No es, pues, casual que
la crucifixión de Cristo se pareciese a lo que dramaturgos y directores
contemporáneos llaman teatro de calle: un
espectáculo de largo aliento, con cambio recurrente de locaciones y con la
participación espontánea del público, todo encaminado hacia el grand finale.
El Imperio Romano,
por su parte, con su política de pan y circo, concentró las ejecuciones en un
solo lugar. De ese modo los emperadores solo
tenían que desplazarse hasta el palco VIP desde el cual contemplaban, con la
placidez del caso, a los leones que devoraban su correspondiente ración de
cristianos.
Desde esos tiempos
aciagos, los maltratados cristianos se hicieron el propósito de sacarse esos
clavos, literalmente hablando, y en
cuanto tuvieron oportunidad organizaron los magnificentes espectáculos que,
durante la Edad Media y el Renacimiento, fueron conocidos como autos de fe.
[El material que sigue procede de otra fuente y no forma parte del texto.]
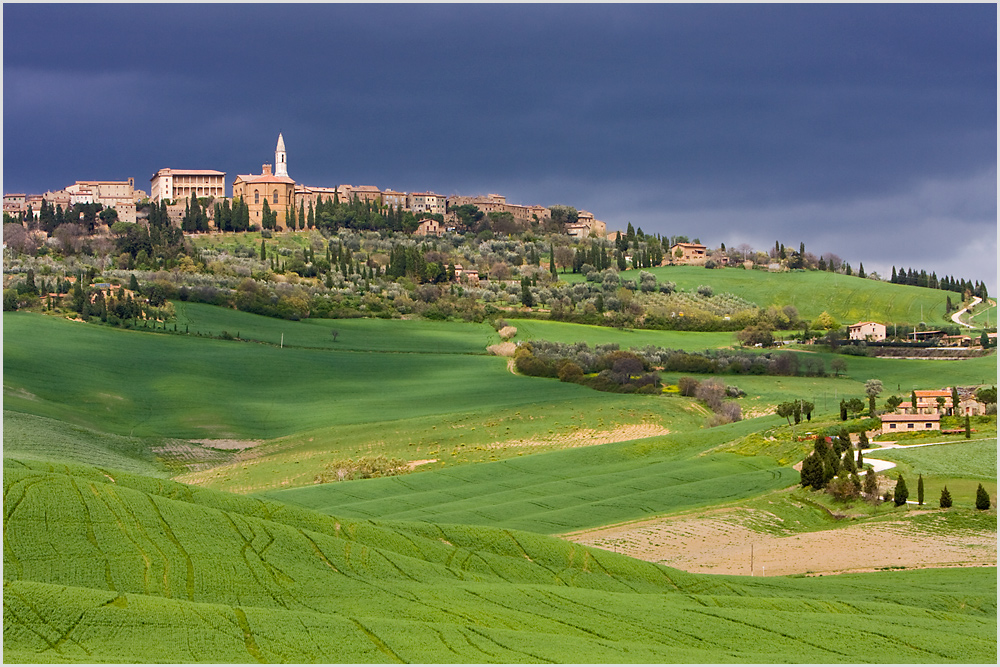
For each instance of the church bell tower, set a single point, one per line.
(280, 164)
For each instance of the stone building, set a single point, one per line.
(277, 189)
(173, 184)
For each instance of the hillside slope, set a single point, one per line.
(848, 299)
(106, 566)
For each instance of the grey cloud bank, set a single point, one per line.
(867, 131)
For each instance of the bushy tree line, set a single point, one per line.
(604, 369)
(709, 362)
(949, 283)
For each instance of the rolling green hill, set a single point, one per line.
(133, 569)
(848, 299)
(561, 491)
(146, 384)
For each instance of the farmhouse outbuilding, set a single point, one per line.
(892, 423)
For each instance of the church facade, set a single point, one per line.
(277, 189)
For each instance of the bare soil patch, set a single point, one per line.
(721, 543)
(227, 444)
(586, 437)
(502, 349)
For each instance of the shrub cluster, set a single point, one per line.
(605, 369)
(364, 467)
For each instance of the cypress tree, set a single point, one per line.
(871, 484)
(847, 465)
(982, 498)
(901, 493)
(812, 472)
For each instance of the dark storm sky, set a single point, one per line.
(868, 131)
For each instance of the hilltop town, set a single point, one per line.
(274, 191)
(336, 349)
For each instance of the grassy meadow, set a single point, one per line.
(151, 384)
(225, 578)
(242, 557)
(848, 299)
(561, 491)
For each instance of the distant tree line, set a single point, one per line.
(949, 283)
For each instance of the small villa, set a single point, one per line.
(688, 253)
(892, 423)
(867, 331)
(429, 227)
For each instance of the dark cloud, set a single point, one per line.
(813, 121)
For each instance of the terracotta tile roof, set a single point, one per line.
(184, 172)
(265, 178)
(911, 418)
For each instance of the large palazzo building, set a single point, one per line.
(173, 184)
(277, 189)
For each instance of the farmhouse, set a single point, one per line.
(970, 407)
(429, 227)
(897, 423)
(688, 253)
(957, 340)
(928, 404)
(466, 275)
(867, 331)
Allí, en presencia del pueblo bajo, y a
veces con la entusiasta asistencia de los propios reyes, los inquisidores se
dedicaban a la altruista tarea de calentar a la friolenta multitud encendiendo
hogueras que alimentaban con herejes y brujas.
En nuestro tiempo no
es mucho lo que hemos cambiado, pues si de vez en cuando, cosa rara, hay alguna reserva, de parte de un
gobierno, a la hora de hacer rodar una cabeza, nunca falta una cámara que dé al
traste con la supuesta discreción y se encargue de que millones de personas vean en detalle lo que se
suponía habría de suceder en el mayor recato.
A nadie debe extrañar
entonces que los iraníes lancen, con la publicidad del caso, un novedoso
adelanto tecnológico: una máquina de última generación para cercenar los dedos
de ladrones y demás miembros del bajo mundo. Para que no quede duda de la
eficiencia de tal maquina, han hecho una demostración en diferido por medio de
una serie de fotos en las que se ve a tres dedicados servidores públicos afanados
en la ejecución de la sentencia, recaída sobre un ladrón y violador.
¿Sorpresa? Ninguna. Al
fin y al cabo en los últimos tiempos hemos visto la guerra en vivo y en
directo, a las bombas caer en tiempo
real sobre sus víctimas, a un helicóptero
artillado ametrallar a indefensos civiles. Y por si todo eso fuera poco, aún se
puede añadir la imagen de la soldadita enanoide norteamericana que en Abu Ghraib
pastoreaba a los presos como si fuesen perros.
Si no resulta un
burdo montaje de los medios interesados en desacreditar a ese país, no faltará quien quiera abordar el
asunto de Irán alegando su particularidad cultural. Por mi parte prefiero
pensar que se trata simplemente de un hecho patético, tan patético como hacer
chicharrón de un ser humano en una silla eléctrica.